To illustrate my point, here are some examples of how your fear may surface and the negative side effects that follow when you listen to it:
- You have an idea for a new product or service but you fear no one will buy it. You fear it won’t be good enough to warrant the purchase price. You fear people will think it’s a rip-off and declare you an imposter within your industry.
- You want to host a webinar to share your expertise but you fear no one will show up. You fear people will find the webinar boring or useless. You fear you’ll stumble over you words. You fear people will judge your appearance and your personality.
When we rent out this much head space to our fear—in order to protect ourselves—we often react by doing nothing at all. Instead, we file those ideas and dreams into a “one day” folder and shift our focus elsewhere.
This decision results in a loss of income, loss of self-worth, loss of growth, loss of confidence, loss of motivation and so much more. I don’t see anything beneficial in these results do you?
As I mentioned in my perfectionism post: what you feed grows. So by putting off what you could be doing today until “tomorrow,” you tighten the rope on your fear and hold yourself back even further. You create more space for those uncomfortable feelings of overwhelm to exist. And you increase your dependency on procrastination as a coping mechanism.
This is why you need to pull your fear aside and deal with it head on. It’s the only way you’ll pull yourself out of the unproductive state you’re in. Once you’ve silenced your fear, it becomes much harder for overwhelm and procrastination to survive.
How do you silence your fear?
You need to have a conversation with it. I know this sounds a little out there but go with me here okay? You need to throw questions at your fear until the only option you have left is to get started on whatever you’re procrastinating on.
Let’s take a look at how that conversation with your fear might unfold. For this example, we’ll pretend you have an idea for an eBook you want to write and put out there for sale.

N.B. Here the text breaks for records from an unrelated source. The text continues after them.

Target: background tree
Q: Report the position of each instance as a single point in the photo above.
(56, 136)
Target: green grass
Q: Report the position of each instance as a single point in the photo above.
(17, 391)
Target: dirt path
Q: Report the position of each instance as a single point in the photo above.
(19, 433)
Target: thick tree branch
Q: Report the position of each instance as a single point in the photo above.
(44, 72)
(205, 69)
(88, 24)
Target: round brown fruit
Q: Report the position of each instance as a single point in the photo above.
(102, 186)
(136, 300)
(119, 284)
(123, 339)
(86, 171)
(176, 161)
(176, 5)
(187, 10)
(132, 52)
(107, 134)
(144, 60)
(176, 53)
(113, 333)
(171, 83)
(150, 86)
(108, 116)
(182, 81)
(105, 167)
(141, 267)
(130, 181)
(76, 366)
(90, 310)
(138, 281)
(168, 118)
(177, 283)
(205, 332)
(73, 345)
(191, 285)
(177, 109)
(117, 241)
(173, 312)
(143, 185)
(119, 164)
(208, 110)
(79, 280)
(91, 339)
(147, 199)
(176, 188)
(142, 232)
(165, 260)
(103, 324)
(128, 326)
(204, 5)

You: Why am I not taking the time to flush out my idea for this eBook so that I can start writing it?
Fear: Because you want the eBook to be perfect; so you need to do more research and planning before you actually start writing it.
You: But have I really been planning out my eBook? I haven’t even put together an outline for it. Why?

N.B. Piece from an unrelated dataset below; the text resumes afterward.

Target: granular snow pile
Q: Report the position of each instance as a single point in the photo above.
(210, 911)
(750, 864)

Fear: That’s not true! You’ve read a bunch of articles on how to improve your writing; how to get pre-sale buzz going; how to launch a product successfully; and what content delivery platform is best. That’s planning!

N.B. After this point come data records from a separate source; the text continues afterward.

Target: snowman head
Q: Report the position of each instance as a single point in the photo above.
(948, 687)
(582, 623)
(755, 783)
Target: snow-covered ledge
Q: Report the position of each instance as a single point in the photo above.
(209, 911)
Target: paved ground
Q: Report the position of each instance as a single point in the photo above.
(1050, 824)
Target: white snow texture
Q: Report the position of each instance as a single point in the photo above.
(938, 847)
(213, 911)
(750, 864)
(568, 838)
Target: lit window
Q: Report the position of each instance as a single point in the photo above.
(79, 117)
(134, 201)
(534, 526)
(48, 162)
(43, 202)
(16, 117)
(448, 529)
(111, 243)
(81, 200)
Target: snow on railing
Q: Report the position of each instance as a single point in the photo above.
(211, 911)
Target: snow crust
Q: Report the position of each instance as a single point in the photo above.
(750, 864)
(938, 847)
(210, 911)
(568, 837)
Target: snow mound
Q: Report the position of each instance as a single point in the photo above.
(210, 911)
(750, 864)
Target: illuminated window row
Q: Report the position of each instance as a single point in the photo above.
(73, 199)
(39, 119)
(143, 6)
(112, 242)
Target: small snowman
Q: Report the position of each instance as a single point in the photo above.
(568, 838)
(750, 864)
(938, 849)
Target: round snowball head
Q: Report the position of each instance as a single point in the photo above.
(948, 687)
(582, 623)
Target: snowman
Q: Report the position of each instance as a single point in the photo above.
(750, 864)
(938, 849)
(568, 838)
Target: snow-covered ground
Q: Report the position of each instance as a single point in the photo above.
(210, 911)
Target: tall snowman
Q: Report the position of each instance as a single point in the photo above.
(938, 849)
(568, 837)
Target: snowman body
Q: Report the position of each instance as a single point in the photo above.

You: Okay, but I’m spending a lot of time on stuff I could figure out later, such as how to launch it and how customers will buy it. Wouldn’t it be best to just write the eBook first? My goal is to get it out of my “one day” folder. I should focus on that.
Fear: True. But you’re kind of of overwhelmed by all the advice you’ve read. You need to take a break and let it all sink in. Once you do that, you’ll be able to re-focus yourself and get started.
You: Hmm…so it seems all the time I spent reading articles didn’t really help me move forward. The goal right now is to just start. Let’s pretend I didn’t do all the research, what’s stopping me from starting today?
Fear: Because what if you put in all this effort and people don’t buy it. What if people don’t feel the eBook is good enough to warrant the price? What if they come after you demanding a refund and share with everyone it’s worthless and that you shouldn’t be trusted?
You: Aah, so the real reason I’m stalling is because I don’t think I’m good enough to even write an eBook? Because I’m afraid I’ll fail.
You: I’m making a whole lot of assumptions right now based on something I haven’t even started or allowed myself to explore. What if people DO buy it? What if people DO think the price is good enough. What if they don’t ask for a refund and in fact, ask me to write MORE eBooks?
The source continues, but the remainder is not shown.